In turn, Civica will use that multiyear commitment to convince prospective manufacturing partners to sign on for the long haul. For the typical generic drug, anywhere from four to seven companies hold a manufacturing license, but often only one or two are actually producing it.
Civica believes it can entice some of those other companies back into the market. “The best thing for a manufacturer is certainty,” VanTrieste says, “and they’re going to know for the next 10 years . . . they’re going to have guaranteed demand and margins.” And indeed, so far “everyone we have approached has agreed to work with us,” he says.
Those manufacturing partners are just one part of the nonprofit’s strategy to get a raft of affordable generic drugs to market. Civica will also develop its own abbreviated new drug applications—required for FDA approval to market a generic—and then enlist contract manufacturers to make them. It may also buy or build its own manufacturing capacity.
Developing redundant manufacturing capacity is critical, VanTrieste says. “We don’t want to depend on one supplier.

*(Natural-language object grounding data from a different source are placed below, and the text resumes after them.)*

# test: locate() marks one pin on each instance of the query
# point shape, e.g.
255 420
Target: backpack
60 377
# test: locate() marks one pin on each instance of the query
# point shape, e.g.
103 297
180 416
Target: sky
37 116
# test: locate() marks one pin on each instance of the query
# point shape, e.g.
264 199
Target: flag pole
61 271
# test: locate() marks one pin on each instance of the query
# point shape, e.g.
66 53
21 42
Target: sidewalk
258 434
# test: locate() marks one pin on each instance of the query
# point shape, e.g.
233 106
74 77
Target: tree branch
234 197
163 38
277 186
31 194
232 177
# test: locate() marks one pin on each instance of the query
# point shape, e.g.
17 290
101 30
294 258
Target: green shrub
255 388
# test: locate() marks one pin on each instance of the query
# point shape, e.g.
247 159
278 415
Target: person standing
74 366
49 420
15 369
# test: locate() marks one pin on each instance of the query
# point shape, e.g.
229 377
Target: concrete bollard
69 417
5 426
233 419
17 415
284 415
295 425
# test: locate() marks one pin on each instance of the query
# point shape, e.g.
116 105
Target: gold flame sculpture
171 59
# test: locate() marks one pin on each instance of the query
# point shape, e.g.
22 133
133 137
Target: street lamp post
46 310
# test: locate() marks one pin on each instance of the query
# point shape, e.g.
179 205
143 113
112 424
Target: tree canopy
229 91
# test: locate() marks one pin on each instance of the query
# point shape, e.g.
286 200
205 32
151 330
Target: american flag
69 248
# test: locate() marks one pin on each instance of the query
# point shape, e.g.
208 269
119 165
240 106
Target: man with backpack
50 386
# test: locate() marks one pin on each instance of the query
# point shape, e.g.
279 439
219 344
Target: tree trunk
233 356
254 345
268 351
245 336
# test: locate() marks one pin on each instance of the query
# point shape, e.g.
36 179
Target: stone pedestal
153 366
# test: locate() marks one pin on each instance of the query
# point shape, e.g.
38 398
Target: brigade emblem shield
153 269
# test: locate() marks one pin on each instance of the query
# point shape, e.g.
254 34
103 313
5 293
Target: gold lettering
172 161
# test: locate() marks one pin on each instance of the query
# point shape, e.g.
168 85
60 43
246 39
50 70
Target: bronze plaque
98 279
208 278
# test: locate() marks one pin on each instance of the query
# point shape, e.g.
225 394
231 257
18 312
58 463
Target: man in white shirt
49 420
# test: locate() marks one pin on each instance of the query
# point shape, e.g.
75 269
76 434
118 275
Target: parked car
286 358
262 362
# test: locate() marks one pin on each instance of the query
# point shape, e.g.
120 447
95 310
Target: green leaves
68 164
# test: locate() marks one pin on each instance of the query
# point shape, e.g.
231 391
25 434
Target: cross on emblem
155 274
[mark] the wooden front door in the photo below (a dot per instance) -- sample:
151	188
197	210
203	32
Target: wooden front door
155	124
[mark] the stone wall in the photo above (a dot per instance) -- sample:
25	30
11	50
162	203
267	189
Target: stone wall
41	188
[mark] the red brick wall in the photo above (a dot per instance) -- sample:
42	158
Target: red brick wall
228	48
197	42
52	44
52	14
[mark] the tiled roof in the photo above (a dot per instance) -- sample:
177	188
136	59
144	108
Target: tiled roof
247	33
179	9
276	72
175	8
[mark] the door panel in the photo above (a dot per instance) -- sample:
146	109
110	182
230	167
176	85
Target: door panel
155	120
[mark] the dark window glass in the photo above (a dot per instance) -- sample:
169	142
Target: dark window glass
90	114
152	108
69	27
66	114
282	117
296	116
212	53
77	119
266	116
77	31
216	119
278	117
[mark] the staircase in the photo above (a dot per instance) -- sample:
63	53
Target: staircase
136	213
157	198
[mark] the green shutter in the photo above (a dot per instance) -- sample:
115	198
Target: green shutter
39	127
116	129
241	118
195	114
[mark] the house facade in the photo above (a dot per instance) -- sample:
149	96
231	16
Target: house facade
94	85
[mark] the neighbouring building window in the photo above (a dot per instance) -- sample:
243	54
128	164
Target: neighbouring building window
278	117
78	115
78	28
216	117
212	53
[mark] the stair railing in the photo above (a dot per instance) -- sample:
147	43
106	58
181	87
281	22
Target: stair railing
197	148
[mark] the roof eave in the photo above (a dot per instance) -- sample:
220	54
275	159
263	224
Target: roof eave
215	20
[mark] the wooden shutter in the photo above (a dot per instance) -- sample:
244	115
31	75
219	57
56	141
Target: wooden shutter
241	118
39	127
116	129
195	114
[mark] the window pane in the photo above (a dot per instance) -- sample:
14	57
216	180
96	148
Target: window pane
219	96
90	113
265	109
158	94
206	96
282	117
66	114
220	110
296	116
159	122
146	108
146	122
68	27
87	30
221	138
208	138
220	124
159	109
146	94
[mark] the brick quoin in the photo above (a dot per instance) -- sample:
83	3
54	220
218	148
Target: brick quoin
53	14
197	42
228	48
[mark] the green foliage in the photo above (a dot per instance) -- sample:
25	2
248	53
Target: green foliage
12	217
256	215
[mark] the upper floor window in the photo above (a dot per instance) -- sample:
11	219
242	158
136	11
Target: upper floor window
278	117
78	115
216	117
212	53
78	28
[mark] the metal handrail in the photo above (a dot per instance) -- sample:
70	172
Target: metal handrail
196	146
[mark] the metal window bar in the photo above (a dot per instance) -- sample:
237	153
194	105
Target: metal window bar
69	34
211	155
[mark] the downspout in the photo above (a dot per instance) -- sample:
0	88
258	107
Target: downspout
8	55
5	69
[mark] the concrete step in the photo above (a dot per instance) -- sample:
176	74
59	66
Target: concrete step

We don’t want to become the problem we’re trying to solve.”
Buying or building could be a challenge, drug manufacturing experts caution. The US has plenty of injectable capacity, and developing product formulations is relatively straightforward, says James Bruno, president of the consulting firm Chemical and Pharmaceutical Solutions. But capacity to make oral-dose drugs is not as plentiful. “If they tried to buy, good luck,” Bruno says. “Ain’t a whole lot for sale right now of any real value.” Building a new facility, meanwhile, could take two to three years.
Still, many are eager to see what the nonprofit can pull off. When Stacie Dusetzina, a health policy professor at Vanderbilt University Medical Center, first heard about Civica, she had been arguing with a colleague and had said, “Maybe the government should start manufacturing drugs and just set a price,” she says. “I think this is a really interesting solution to a problem in the market.”
Dusetzina is eager to see if Civica can shift beyond hospital-administered generics to other drugs, such as specialty cancer treatments that have remained expensive even as generics entered the market. “If they go in that direction, how much traction can they get, and how disruptive can they be?” she asks.
Even if there are hiccups, the effort is laudable, Harvard’s Chandra says. “Someone is finally doing something sensible and serious about small-market generics,” he says. “It’s so important for patients that we’re actually doing something about it as opposed to just making noise.”